Much as in the example of the telescope, high quality images/patterns generally require long collection times to get a high signal to noise ratio. Often frame averaging is suggested to reduce the noise in patterns. Long collection times per point often mean fewer points are collected in a given dataset. The issue is often ignored and lower resolution images are collected to save time or the technique is altogether neglected. When this happens the details that can be obtained from HREBSD are lost. With this blog post I hope to show the potential good data can offer to the extraction of high quality HREBSD results and also that with modern hardware high quality data can be collected much more quickly than previously thought.

Figure 1

Figure 1: SiGe single crystal (left) and Ni standard used for EBSD calibration (right) IPF maps.

The above inverse pole figure (IPF) maps seem relatively uninteresting, just a couple of colors. With high quality EBSD patterns we can start to see more details than the IPF maps show. One of the basic metrics we use in EBSD to quantify and show deformation is the kernel average misorientation (KAM). This measurement shows plastic deformation based on local changes in orientation typically caused by dislocations. For the SiGe sample we wouldn’t expect much, if any, deformation. Small rotations can occur in SiGe though due to mismatch with the underlying Si substrate. One line of misorientation is faintly seen in the SiGe sample shown here. The KAM map of the Ni standard shows much more detail of the deformation that is present in the material. The structures that produce the deformation can clearly be seen as the higher intensity green, yellow lines. The Ni standard also shows pile up of deformation at the grain boundaries.
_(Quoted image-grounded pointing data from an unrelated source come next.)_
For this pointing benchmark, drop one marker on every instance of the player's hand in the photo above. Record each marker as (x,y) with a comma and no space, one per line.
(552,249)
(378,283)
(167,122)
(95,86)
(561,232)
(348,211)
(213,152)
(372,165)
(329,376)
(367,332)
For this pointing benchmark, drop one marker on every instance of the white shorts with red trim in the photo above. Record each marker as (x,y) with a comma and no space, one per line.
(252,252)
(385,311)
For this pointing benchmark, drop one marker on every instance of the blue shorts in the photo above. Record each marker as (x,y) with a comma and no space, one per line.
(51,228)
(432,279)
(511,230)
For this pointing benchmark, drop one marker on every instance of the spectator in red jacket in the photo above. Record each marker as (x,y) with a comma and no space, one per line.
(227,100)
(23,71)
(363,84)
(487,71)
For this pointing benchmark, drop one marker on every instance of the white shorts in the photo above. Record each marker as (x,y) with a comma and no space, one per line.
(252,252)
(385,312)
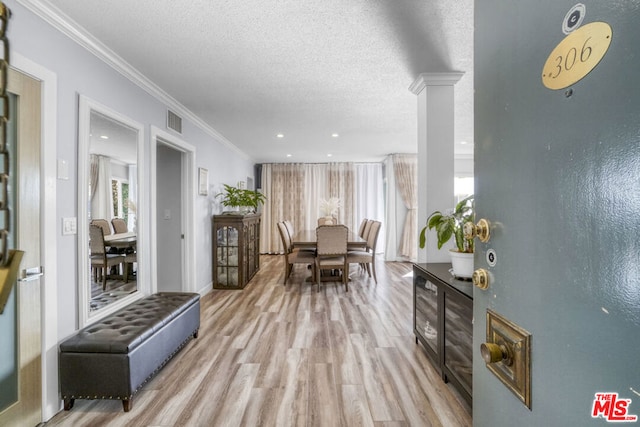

While I can’t definitively state that the high intensity lines we see are dislocations, many researchers have used KAM to correlate with dislocation density and level of deformation. To obtain these values, the KAM of each map is charted and average values are used.

Figure 2: KAM maps of SiGe and Ni standard. An arrow is shown to illustrate the deformation structure in SiGe which aligns with an edge of the overlaid crystal wireframe.

Figure 3

Figure 3: KAM bar charts of SiGe and Ni standard. The x-axis on the SiGe sample goes up to 0.1o while the Ni standard x-axis extends to 1.0o. The average KAM for the SiGe is 0.0066o and for the Ni standard it is 0.11o.

In the case of the Ni standard KAM chart there is a lightly distinguishable Gaussian shape running into the smallest misorientation angle bin. This is a result of the deformation structures in the material, whereas the SiGe chart is mostly strain free and thus all the misorientations are very small. The small KAM associated with the SiGe might be the real angular resolution of standard EBSD. Even if the angular resolution shown in the SiGe sample were to match that of HREBSD, there remain measurements that currently require the aid of HREBSD. As mentioned earlier in this post, HREBSD has the ability to extract the elastic strain of a sample and dislocation content, while standard EBSD only provides general information about the plastic strain.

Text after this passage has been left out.